RECYCLING things are able to be converted into another product. For instance, cans and bottles can be broken down again and reused for new cans and bottles, as well as all kinds of things made from glass and metal. Plastic containers and bottles are broken down and can be used again in, among plenty of other things, those wonderful fleece jackets we all wear! So, they can be recycled, or reused. Why put them into the landfill where they will sit forever, being good for nothing, except to fill up space and look awful?
So, put those containers into the “RECYCLING” bin!
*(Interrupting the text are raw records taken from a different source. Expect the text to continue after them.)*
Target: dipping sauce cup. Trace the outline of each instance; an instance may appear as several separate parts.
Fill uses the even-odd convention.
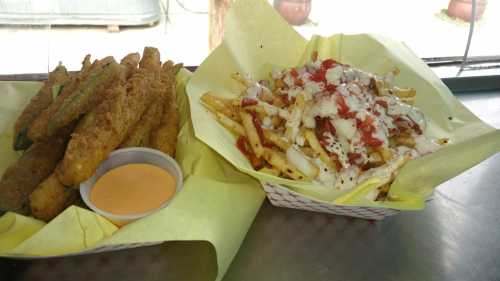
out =
[[[131,147],[113,151],[80,184],[80,194],[94,212],[123,226],[165,208],[181,188],[182,171],[173,158]]]

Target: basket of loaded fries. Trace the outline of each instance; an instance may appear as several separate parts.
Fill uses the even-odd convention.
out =
[[[195,135],[257,178],[273,205],[382,219],[422,209],[436,186],[499,150],[498,131],[404,44],[307,41],[259,11],[266,20],[231,14],[238,29],[187,91]]]

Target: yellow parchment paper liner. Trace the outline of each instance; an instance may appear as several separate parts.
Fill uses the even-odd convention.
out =
[[[500,150],[499,131],[467,110],[403,43],[373,34],[316,36],[306,41],[264,0],[236,1],[225,27],[224,41],[200,65],[187,86],[194,132],[238,170],[261,181],[287,186],[329,204],[415,210],[423,208],[437,185]],[[230,78],[232,73],[268,79],[272,67],[301,65],[313,51],[318,51],[320,58],[334,58],[372,73],[384,74],[397,67],[401,73],[396,85],[417,90],[416,106],[428,119],[425,134],[450,139],[448,147],[404,166],[392,184],[390,197],[394,200],[367,199],[367,194],[378,186],[376,178],[352,190],[337,191],[254,171],[236,148],[235,137],[200,102],[207,91],[225,97],[239,94],[242,88]]]

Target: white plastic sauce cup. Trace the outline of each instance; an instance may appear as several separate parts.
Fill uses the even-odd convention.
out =
[[[92,188],[102,175],[104,175],[109,170],[117,168],[119,166],[123,166],[126,164],[138,164],[138,163],[151,164],[159,168],[162,168],[168,173],[170,173],[175,179],[176,184],[175,184],[174,195],[170,199],[165,201],[165,203],[163,203],[159,208],[145,213],[117,215],[97,208],[92,203],[92,201],[90,201],[90,193],[92,191]],[[182,189],[182,178],[183,178],[182,171],[177,162],[172,157],[166,155],[165,153],[156,149],[150,149],[145,147],[123,148],[113,151],[108,156],[108,158],[104,160],[101,163],[101,165],[97,168],[94,175],[80,184],[80,195],[82,196],[82,199],[85,202],[85,204],[87,204],[87,206],[92,211],[107,218],[115,225],[122,226],[168,206],[168,204],[170,204],[170,202]]]

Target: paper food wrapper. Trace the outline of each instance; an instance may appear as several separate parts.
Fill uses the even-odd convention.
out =
[[[500,150],[500,133],[467,110],[442,81],[403,43],[373,34],[328,38],[302,38],[267,4],[267,1],[236,1],[227,14],[224,41],[200,65],[187,86],[194,132],[238,170],[263,182],[286,186],[305,198],[329,205],[382,207],[416,210],[440,183],[478,164]],[[438,152],[410,161],[390,190],[391,201],[375,202],[367,195],[378,187],[373,178],[346,191],[319,184],[292,181],[254,171],[236,148],[236,138],[221,126],[200,102],[212,91],[234,97],[242,86],[231,79],[236,72],[255,80],[269,79],[273,67],[293,67],[310,60],[333,58],[353,67],[378,74],[398,68],[395,83],[417,91],[416,106],[427,120],[426,135],[449,138],[450,145]]]
[[[184,172],[184,187],[168,207],[120,229],[76,206],[47,224],[7,213],[0,217],[0,256],[40,258],[192,241],[199,245],[201,256],[207,256],[203,252],[210,248],[209,256],[216,260],[210,263],[216,264],[218,272],[214,276],[220,279],[255,218],[264,192],[255,179],[238,172],[194,137],[184,91],[190,77],[186,70],[177,77],[181,112],[177,160]],[[19,157],[11,148],[13,124],[40,87],[37,82],[0,82],[0,175]]]

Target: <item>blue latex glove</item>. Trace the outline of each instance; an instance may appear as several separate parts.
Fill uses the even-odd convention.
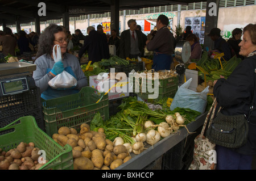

COMPOSTING is what you do with ANYTHING ORGANIC. Well, what is ORGANIC in this sense of the word? Organic, when you are talking about disposables, or garbage, trash or whatever, refers to anything that was derived from a living organism. So, for instance, your coffee grounds come from a bean; tea comes from leaves; paper comes from trees; uneaten hamburgers come from a steer; those apple cores come from an apple; and orange peels from an orange. They have all been alive in some sense or other. THEY ARE COMPOSTABLE! Unfortunately, many (maybe I should say ALL) grocery store chains seem to put little plastic stickers on their fruit, and some vegetables. If you can, try to remove them and stick them in the trash instead. Fortunately, if a few escape you will probably be alright, because they won’t add up to the 10% allowed in the compost.
Compost is WONDERFUL to return to the soil. Compost is called BLACK GOLD by gardeners and farmers because it is so very beneficial for growing things. Remember that old biblical saying, “From dust you came, to dust you shall return”. It’s true, and it applies to all living things!
Nowadays, many food “carrying” products (like boxes, plates and cups) are made of corn making them compostable. Actually, paper plates would break down nicely as well, so long as they are not coated with plastic. The plastic destroys them for being considered compostable.
Which beings us to the next category: TRASH. Trash is anything that does not fit in the other two categories. So, there are the little catchup packets, for instance. They are just junk! Some of the plastics fall into this category since they can be too small to be considered “recyclable” (like straws). I always say, “If in doubt, throw them out”. (Or put in the trash.)
Do try to be careful. If you are not sure, use the trash. Use the compost and the recycling bins carefully. One plastic product can ruin the compost and the whole thing has to be tossed in the trash.